Time to talk: on Centre-RBI differences

The Centre-RBI face-off is not healthy. They must resolve their differences in private

Published - October 30, 2018 12:02 am IST

The simmering tensions over the last few months between the Reserve Bank of India and the Centre found spectacular release over the weekend through a public speech by Deputy Governor Viral Acharya . “Governments that do not respect central bank independence,” said Mr. Acharya, “will sooner or later incur the wrath of financial markets, ignite economic fire, and come to rue the day they undermined an important regulatory institution.” These are very strong words and raise the question: why? This is not the first time that the RBI has had a run-in with the mandarins at North Block, and it will not be the last. India has had Finance Ministers who got frustrated enough to say that they would “walk alone” in driving the economy, and RBI Governors responding that the Centre would still be thankful that the central bank exists. Indeed, disagreements between Mint Street and North Block over setting benchmark interest rates have been common over the years. What is different this time, though, is that the disagreements, none of which are insurmountable, appear to be over regulation per se . There are three issues on which the Centre seems to have irked the RBI. It has refused to accept Governor Urjit Patel’s point that the RBI is hobbled by lack of adequate powers in regulating public sector banks.

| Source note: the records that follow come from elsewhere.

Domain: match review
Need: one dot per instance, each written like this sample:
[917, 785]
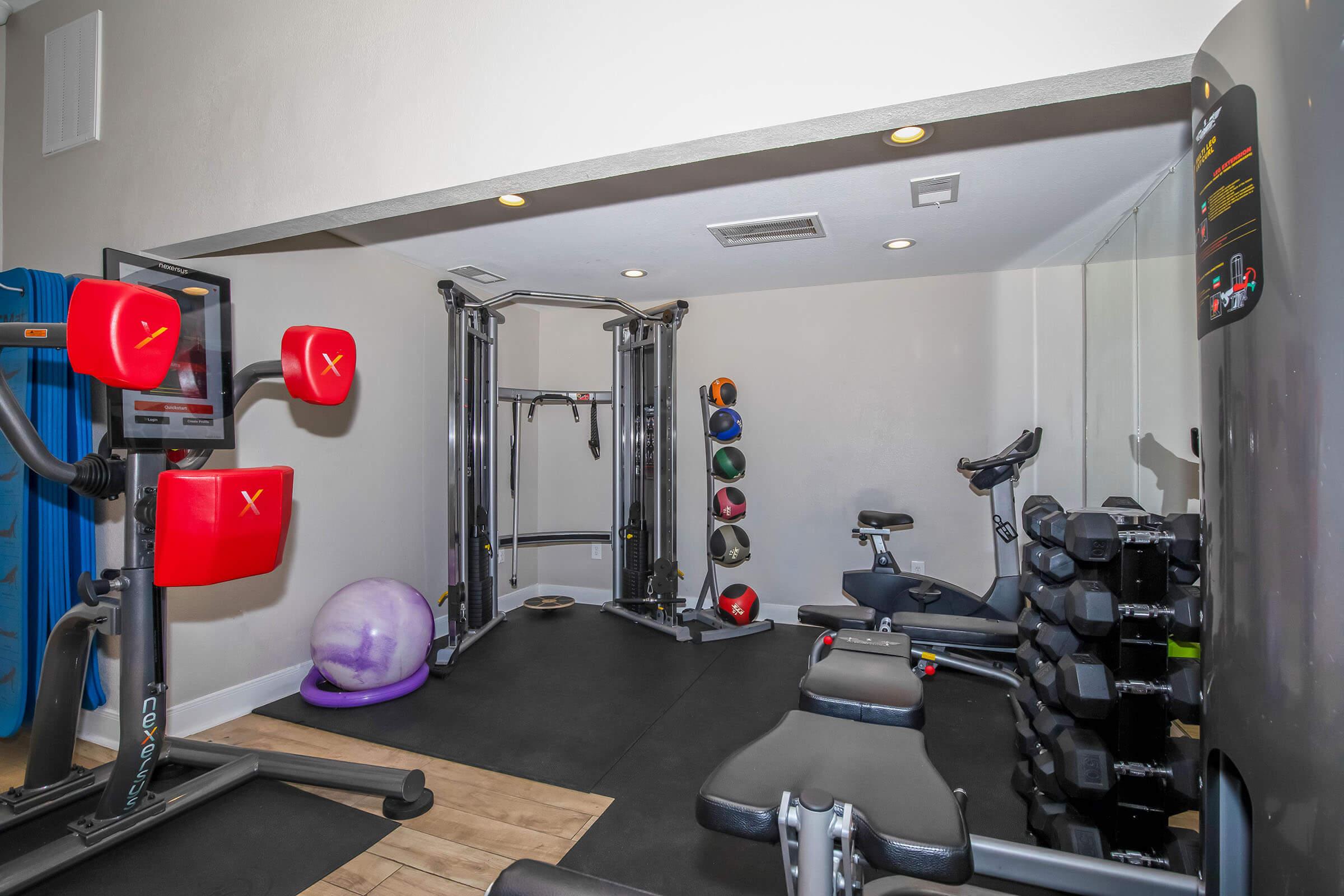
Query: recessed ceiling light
[908, 136]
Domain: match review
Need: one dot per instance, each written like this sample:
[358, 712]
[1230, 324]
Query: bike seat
[879, 520]
[530, 878]
[965, 632]
[866, 679]
[842, 615]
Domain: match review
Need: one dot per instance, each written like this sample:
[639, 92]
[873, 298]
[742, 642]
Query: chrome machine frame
[644, 566]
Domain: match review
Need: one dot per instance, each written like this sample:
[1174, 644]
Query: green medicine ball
[729, 464]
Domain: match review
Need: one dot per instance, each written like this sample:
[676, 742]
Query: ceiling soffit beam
[1085, 85]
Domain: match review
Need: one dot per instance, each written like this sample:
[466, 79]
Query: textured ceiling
[1038, 187]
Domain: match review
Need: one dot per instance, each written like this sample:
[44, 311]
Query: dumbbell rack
[703, 610]
[1135, 562]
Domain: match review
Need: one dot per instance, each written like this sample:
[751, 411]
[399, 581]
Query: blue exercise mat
[52, 530]
[15, 296]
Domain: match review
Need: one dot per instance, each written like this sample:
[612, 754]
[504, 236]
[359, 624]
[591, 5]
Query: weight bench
[865, 678]
[921, 629]
[812, 781]
[530, 878]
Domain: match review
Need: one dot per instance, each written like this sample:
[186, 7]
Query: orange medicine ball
[724, 393]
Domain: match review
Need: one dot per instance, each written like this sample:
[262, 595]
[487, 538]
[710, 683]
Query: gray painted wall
[854, 396]
[370, 474]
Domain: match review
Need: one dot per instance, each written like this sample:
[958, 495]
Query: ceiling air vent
[71, 92]
[479, 274]
[935, 191]
[768, 230]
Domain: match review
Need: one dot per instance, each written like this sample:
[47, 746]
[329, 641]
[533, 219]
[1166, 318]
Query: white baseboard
[781, 613]
[101, 726]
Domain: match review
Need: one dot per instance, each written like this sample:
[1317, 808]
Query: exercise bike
[888, 589]
[890, 600]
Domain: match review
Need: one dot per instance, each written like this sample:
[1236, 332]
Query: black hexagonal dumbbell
[1184, 538]
[1042, 725]
[1085, 769]
[1093, 612]
[1029, 657]
[1033, 511]
[1029, 621]
[1049, 723]
[1043, 774]
[1040, 809]
[1026, 738]
[1053, 564]
[1089, 689]
[1058, 642]
[1180, 575]
[1045, 680]
[1092, 538]
[1053, 527]
[1072, 832]
[1047, 597]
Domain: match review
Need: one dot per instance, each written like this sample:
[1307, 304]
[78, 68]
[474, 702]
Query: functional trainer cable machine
[643, 534]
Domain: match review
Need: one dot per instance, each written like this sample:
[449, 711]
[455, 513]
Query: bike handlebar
[1020, 450]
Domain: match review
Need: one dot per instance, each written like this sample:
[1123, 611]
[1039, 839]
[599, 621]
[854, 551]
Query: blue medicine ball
[726, 425]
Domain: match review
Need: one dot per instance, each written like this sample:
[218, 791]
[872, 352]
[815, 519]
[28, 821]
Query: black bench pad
[839, 615]
[906, 819]
[865, 687]
[971, 632]
[529, 878]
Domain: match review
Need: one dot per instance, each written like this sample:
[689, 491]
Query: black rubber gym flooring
[263, 839]
[590, 702]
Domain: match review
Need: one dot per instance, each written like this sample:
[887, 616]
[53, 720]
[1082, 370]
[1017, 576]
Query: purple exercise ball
[371, 633]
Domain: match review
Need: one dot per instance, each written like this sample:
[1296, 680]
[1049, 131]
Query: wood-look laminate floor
[482, 820]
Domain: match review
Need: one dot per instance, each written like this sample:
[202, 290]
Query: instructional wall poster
[1229, 255]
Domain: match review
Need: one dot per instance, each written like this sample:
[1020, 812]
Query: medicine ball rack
[704, 609]
[643, 534]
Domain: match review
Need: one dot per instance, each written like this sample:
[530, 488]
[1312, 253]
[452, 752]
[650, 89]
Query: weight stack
[479, 584]
[1107, 590]
[635, 562]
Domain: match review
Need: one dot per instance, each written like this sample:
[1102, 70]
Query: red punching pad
[214, 526]
[319, 363]
[123, 335]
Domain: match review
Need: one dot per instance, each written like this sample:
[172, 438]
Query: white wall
[854, 396]
[304, 108]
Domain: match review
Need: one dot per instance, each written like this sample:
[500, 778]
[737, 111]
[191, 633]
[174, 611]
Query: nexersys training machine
[183, 528]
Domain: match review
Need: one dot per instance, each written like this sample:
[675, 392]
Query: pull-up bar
[516, 295]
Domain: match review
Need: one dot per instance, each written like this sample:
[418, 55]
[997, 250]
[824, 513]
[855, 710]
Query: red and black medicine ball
[730, 504]
[738, 605]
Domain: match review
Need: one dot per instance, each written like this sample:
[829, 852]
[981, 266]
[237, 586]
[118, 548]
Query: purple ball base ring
[314, 692]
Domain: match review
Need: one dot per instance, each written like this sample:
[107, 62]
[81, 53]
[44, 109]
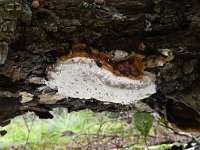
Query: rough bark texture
[31, 39]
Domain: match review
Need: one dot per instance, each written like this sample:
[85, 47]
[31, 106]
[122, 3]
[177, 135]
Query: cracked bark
[31, 39]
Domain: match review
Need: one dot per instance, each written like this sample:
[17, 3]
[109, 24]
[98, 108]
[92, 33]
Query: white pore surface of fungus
[80, 77]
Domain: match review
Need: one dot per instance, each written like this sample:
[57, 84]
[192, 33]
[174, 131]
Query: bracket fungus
[94, 75]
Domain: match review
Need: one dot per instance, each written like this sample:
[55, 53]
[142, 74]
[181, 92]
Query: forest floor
[88, 130]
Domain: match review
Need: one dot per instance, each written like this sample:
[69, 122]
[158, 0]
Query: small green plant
[143, 123]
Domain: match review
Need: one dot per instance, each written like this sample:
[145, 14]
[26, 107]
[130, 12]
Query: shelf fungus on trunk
[101, 76]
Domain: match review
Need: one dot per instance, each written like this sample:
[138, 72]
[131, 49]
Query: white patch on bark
[81, 78]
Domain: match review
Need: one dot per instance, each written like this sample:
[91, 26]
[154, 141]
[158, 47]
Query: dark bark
[31, 39]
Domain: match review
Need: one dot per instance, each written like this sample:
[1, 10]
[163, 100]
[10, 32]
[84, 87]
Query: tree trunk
[160, 36]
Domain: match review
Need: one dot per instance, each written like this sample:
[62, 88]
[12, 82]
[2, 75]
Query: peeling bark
[32, 39]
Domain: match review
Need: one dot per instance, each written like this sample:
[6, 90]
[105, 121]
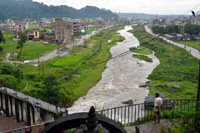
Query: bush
[1, 48]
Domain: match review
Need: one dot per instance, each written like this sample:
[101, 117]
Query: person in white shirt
[157, 107]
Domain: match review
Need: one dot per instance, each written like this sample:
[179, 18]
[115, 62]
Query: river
[120, 80]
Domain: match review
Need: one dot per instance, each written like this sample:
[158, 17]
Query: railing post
[17, 110]
[11, 105]
[7, 105]
[128, 113]
[22, 111]
[135, 114]
[28, 114]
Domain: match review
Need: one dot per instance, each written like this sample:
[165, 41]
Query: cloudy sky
[134, 6]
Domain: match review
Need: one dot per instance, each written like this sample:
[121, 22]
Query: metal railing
[144, 111]
[35, 101]
[133, 113]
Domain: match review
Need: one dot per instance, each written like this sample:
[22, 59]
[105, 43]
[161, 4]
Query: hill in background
[21, 9]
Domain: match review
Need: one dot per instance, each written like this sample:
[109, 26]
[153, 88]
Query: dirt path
[194, 52]
[120, 80]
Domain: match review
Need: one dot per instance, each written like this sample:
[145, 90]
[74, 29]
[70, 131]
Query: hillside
[20, 9]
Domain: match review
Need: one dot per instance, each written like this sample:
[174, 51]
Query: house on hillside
[106, 22]
[33, 35]
[63, 30]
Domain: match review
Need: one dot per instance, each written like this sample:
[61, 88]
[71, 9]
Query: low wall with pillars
[26, 108]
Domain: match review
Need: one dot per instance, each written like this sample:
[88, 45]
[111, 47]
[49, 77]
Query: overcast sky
[133, 6]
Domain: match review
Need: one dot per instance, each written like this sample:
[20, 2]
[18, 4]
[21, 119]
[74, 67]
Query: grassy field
[141, 50]
[29, 51]
[177, 67]
[142, 57]
[90, 30]
[83, 72]
[194, 44]
[31, 26]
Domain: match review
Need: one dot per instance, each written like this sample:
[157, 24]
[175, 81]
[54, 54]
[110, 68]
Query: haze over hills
[20, 9]
[143, 15]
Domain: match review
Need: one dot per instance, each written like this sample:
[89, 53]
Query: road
[191, 50]
[63, 51]
[32, 100]
[120, 80]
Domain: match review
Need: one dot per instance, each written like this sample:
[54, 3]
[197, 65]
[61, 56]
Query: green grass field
[177, 67]
[29, 51]
[83, 73]
[90, 30]
[31, 26]
[142, 57]
[141, 50]
[194, 44]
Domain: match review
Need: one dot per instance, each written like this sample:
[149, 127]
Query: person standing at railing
[157, 107]
[56, 103]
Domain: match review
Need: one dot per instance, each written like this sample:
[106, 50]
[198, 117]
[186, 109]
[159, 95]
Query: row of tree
[166, 30]
[20, 43]
[191, 29]
[21, 9]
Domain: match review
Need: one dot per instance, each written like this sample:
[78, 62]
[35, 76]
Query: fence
[144, 111]
[133, 113]
[36, 102]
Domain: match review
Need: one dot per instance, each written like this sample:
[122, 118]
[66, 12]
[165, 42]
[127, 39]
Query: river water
[120, 80]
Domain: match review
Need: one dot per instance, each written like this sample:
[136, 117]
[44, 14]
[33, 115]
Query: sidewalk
[149, 127]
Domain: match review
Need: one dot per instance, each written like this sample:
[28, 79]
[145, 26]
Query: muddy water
[8, 123]
[120, 80]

The second is the tussle over the RBI’s burgeoning reserves, a piece of which the Centre is eyeing to bridge its fiscal gap. The RBI resents this. The last is the attempt by the Centre to set up an independent payments regulator, which the RBI sees as encroachment of its turf.

For its part, the Centre has several grouses, the chief among them being over an RBI circular of February 12 which redefined NPAs and revised the framework for resolution. It is also upset that the central bank is not doing enough to ease the ongoing liquidity squeeze through extraordinary measures. These are issues that could be easily addressed by sitting around a table, but the fact that they haven’t done so points to a complete breakdown of communication between the RBI and the government, something that bankers have been privately acknowledging for some time now. A certain amount of creative tension is systemically in-built given their different perspectives: one is short-term and political; the other is long-term and technical. Such tension is good for the economy. Yet, that is no excuse to spar over turf or make statements aimed at pressuring the other side into acting in a particular manner. The current row is definitely worrying given the backdrop of economic turmoil, globally and domestically. The Centre and the central bank must talk behind closed doors and resolve their differences as mature entities, as they have done so many times in the past.